大家安静一下!
按我说的排好队——青少年排左边,妇女排中间,老人排右边!
"
校长和两位长老分别站在三列队伍旁边担任翻译,将陈锋的话用桑科拉土语重复了一遍。
人群一阵骚动之后渐渐有了秩序。
青少年那列有四十多人,多是十几岁的孩子,一个个睁着乌溜溜的眼睛好奇地打量着陈锋这些黄皮肤的外国人。

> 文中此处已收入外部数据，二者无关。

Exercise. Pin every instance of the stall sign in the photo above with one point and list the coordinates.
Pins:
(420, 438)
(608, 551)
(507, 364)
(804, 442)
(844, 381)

妇女那列人数最多,足有六十多人,头上裹着各色头巾,有的怀里还抱着吃奶的婴孩。
老人那列也有三四十人,个个弓腰驼背,脸上的皱纹像干涸河床上的裂纹。
三个班分了三个教室。
青少年在最大的那间,妇女在收拾出来的东侧教室,老人则安排在西侧那间相对小一些的。
陈锋这边正忙着把名单登记簿分发给几位教职员工,额头上已经沁出了细密的汗珠,后背的衬衫也湿了一片。
金萨城二月的日头虽然不如盛夏毒辣,但晒久了仍让人燥热难耐。
李明气喘吁吁地赶回来了,肩上扛着一大捆教材,足有二三十斤重。
他身后还跟着一个阿卡其公司的当地职员,也帮忙扛了一捆。
"
孤狼,教材取来了。
"
李明把肩上的捆绳解开,一摞摞散发着油墨味的纸张露了出来。
陈锋看了看,满意地点点头。
"
行,下午三点准时开课。
校长,两位长老,你们分别到三个班担任翻译。
每节课先由我们的老师用华夏语教读,你们再用桑科拉语解释一遍。
"
校长是个五十多岁的老者,头发花白,戴着一副断了腿用胶布缠着的眼镜。
他听完陈锋的安排连连点头,转身对两位长老叽里咕噜交代了一番。
下午三点,扫盲班正式开课。
三个教室里传来参差不齐的朗读声——"
a、o、e"
"
人、口、手"
"
一、二、三"
——混杂着长老们的桑科拉语翻译,像是三种不同声部合奏的奇异乐章。